Try and Tear Me Down: “The Bounce #3”

When I’m wrong about something, I quickly admit it. The first two issues of Joe Casey and David Messina’s The Bounce had me believing it was a fairly well done but unremarkable deconstruction of superheroes. I was wrong, and The Bounce #3 showed me why. It only took a scene with a masked hero and a drag queen getting high for me to figure it out. The Bounce uses the language of superheroes to examine the differences between private and public personas.

Jasper puts on a mask to try and make sense of what happened to him, and while The Bounce #3 (and the whole series thus far) acts as an origin of the titular hero, with a little government-corporate conspiracy thrown in for good measure, the book really is about finding “the best version” of yourself. It’s a sentiment echoed in a bit of throw away dialogue from female impersonator Terry early in issue three. Jasper is confused about moving forward, confused about who he is and what he’s become when compared to societal standards. Terry can relate. Standards of gender identity would put him out of societal norms, yet when he’s “among likeminded individuals,” it’s “communal ecstasy.” He’s not confused about who is, but the judgments of society weigh heavily enough that he keeps this public persona private. No matter how much better he feels about himself when he’s indulging in his secret.
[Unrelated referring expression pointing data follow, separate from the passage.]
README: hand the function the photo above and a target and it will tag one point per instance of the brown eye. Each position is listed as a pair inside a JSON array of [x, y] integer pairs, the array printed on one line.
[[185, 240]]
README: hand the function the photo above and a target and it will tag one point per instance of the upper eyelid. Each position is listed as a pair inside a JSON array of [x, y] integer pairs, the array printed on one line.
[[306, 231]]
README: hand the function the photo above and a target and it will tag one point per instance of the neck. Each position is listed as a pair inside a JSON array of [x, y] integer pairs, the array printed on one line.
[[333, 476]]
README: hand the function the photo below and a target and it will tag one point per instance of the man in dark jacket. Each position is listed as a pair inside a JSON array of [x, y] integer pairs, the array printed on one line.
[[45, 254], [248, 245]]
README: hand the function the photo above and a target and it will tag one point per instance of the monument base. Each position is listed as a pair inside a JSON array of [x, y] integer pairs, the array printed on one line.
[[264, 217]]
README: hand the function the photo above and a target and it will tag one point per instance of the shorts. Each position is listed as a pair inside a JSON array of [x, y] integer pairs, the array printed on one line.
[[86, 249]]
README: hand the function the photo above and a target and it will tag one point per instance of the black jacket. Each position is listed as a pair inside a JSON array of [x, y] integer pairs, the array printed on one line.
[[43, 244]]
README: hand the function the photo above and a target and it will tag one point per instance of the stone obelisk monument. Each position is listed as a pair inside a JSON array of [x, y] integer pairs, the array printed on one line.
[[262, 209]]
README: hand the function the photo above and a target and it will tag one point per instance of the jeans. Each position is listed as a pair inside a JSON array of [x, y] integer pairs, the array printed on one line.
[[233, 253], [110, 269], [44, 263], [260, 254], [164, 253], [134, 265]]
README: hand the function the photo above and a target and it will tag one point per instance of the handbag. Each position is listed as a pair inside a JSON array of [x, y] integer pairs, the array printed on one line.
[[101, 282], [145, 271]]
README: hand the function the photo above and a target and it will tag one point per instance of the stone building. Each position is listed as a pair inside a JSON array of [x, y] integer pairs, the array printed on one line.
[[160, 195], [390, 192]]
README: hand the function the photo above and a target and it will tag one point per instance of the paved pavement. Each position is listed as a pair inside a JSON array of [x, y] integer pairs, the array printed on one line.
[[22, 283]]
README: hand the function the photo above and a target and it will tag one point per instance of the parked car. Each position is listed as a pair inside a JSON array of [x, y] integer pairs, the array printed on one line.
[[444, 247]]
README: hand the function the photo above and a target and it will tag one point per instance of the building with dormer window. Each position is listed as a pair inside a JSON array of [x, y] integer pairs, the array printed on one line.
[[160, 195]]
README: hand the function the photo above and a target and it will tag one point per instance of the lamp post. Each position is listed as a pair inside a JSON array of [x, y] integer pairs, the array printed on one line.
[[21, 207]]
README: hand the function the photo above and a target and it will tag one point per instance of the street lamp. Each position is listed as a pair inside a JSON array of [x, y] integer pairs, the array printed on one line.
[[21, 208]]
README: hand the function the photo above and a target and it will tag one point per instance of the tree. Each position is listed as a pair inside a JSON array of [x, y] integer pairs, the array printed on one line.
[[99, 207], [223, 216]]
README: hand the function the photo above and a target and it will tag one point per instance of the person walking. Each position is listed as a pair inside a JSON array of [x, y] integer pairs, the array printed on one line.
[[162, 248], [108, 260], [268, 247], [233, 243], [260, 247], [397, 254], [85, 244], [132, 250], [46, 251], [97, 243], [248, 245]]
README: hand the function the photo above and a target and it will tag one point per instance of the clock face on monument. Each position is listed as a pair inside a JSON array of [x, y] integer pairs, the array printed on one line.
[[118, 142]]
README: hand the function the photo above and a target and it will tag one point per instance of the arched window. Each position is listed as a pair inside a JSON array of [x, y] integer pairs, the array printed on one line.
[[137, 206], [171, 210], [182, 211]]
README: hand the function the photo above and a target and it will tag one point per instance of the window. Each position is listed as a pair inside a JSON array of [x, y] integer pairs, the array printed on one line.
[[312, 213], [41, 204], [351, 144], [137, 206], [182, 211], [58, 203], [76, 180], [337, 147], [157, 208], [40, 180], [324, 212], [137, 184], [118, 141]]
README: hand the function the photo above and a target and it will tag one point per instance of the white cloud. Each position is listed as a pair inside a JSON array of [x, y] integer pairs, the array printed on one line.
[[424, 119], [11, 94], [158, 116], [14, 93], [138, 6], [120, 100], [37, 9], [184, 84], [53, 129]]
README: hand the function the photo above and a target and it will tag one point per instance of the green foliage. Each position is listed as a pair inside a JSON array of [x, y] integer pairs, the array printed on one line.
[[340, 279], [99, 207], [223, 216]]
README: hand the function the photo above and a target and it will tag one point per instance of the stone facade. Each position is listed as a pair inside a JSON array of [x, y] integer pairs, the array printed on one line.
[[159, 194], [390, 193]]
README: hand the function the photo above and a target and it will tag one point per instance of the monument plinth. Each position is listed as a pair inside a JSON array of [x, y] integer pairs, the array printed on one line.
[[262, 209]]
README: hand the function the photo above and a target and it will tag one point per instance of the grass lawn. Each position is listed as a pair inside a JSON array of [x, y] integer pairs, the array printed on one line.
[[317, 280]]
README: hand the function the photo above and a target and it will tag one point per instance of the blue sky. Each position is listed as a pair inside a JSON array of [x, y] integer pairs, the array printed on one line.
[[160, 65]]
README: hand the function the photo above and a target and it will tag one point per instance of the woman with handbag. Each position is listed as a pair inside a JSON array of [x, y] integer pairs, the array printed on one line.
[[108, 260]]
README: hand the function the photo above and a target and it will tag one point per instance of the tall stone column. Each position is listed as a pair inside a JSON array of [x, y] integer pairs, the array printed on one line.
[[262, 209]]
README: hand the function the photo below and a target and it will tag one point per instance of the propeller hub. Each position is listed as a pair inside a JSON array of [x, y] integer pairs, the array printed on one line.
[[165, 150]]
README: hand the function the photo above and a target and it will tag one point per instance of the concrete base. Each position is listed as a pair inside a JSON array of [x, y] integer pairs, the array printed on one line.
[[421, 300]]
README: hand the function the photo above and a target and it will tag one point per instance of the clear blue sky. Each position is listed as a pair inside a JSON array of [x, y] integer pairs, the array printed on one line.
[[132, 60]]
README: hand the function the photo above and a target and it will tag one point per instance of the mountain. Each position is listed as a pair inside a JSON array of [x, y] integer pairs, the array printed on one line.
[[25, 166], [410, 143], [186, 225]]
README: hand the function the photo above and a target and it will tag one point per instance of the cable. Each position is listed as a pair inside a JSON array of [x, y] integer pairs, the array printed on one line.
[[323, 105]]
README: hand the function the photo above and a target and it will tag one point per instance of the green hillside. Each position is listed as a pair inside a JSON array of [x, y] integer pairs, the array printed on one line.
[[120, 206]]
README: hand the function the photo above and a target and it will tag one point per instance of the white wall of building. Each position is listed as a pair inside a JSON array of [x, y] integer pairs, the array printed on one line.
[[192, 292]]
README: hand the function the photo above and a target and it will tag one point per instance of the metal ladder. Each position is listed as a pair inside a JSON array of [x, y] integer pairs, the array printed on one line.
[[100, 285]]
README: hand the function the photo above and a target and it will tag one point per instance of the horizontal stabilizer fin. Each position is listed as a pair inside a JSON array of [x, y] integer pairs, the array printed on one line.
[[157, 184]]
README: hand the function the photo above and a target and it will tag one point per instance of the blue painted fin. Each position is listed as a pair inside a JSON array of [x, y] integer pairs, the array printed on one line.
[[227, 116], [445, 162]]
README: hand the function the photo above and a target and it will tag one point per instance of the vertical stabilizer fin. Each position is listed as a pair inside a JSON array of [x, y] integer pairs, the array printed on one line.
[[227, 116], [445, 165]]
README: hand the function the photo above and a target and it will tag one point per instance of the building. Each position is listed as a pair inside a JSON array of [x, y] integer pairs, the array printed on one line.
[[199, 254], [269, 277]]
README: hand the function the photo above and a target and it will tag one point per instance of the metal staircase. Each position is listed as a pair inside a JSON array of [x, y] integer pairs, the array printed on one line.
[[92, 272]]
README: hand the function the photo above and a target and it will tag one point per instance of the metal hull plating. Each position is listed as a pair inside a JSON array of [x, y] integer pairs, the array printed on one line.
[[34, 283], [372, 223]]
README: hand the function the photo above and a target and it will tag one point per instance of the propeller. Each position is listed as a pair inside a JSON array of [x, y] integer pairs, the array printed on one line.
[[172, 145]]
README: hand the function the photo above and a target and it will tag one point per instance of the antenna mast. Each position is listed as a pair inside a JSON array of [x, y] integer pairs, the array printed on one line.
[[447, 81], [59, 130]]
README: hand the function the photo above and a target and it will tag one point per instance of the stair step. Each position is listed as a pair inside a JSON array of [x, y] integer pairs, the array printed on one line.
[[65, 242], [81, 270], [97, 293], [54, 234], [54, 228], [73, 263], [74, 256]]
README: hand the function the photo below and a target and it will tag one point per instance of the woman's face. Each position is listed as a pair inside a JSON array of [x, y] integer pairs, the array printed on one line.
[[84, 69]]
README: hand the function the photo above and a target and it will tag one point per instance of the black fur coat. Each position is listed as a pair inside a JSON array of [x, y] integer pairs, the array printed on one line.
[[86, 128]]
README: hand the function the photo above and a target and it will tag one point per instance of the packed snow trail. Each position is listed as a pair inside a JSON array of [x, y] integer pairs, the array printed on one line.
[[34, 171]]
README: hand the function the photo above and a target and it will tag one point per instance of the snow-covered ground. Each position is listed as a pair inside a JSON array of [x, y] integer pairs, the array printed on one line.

It’s remarkably very similar to some of the issues the cult rock musical Hedwig and The Angry Inch deals with. While The Bounce uses the tropes of superheroes and comics, Hedwig uses the language of glam rock and punk to explore gender identity.

If you’re not familiar, Hedwig is about a fictional rock band fronted by an East German transgender singer. Hedwig struggles to find her other after a botched sex change operation, but beneath the surface of that search for love is this subtext of accepting who and what you are, and by doing so, you will find that missing part. It’s the merging of Platonic theory with ideas on gender identity, mixed with hard rock music and artistic integrity.

Just as Hedwig’s story is dependent on the androgynous quality of glam rock–It’s the only subgenre of rock and roll where gender lines were completely erased– The Bounce’s story couldn’t be told without some sort of deconstruction of superheroes.

As comic readers we understand thoroughly the elements essential for a superhero origin story, but when we take those parts, separate them, rearrange them, and add elements from modern life we are left with a strikingly powerful self reflection. Societal standards and expectations have us commoditized and categorized so thoroughly that at times it’s hard to identify ourselves outside of the interchangeable parts we essentially are. Deconstructions of superheroes take those parts and apply them to the men and women of myth, legend and imagination.

But in the last 25 years, and especially within the last ten, the varieties of superhero deconstructions have increased astronomically. Part of it has to do with changing societal values, and part of it has to do with a level of cynicism so repugnant that we are unable to accept the innocence of tying towels around our necks and pretending to fly.

It’s certainly difficult to view any piece of superhero deconstruction with the same lens we had when, say, Watchmen first debuted in the 1980s.

That was my mistake and my prejudice to view a cursing, pot smoking, and slacker masked vigilante story as something that can be thrown on the pile with the rest of the vaguely developed post-modern superhero examinations.

And while The Bounce certainly loves to answer one question within its narrative with another question, that deliberate pacing shouldn’t be held against it. Especially as the series opens its doors and exposes the secrets of it characters in the vein of exposing private and public personas.

The striking tone of the book, drug culture mixed with uber-violence and government conspiracy, can at first glance mask the good intentions of the story and its themes. Mix in a drag queen roommate and the prickly attitudes of sibling rivalry, and the cathartic experience that is yet to come of accepting both the private and public personas of the flawed protagonist can seem very distant and removed.

But The Bounce wouldn’t be half the book it is without its deconstruction attributes. Much the same as Hedwig and the Angry Inch would ring hollow if it didn’t address both gender identity and romantic identity in glam rock themes like “Wig in a Box” and “The Origins of Love.” The narrative necessities of each story are what make them resonate. I just have to hold off tearing them down before they’ve confessed their purpose.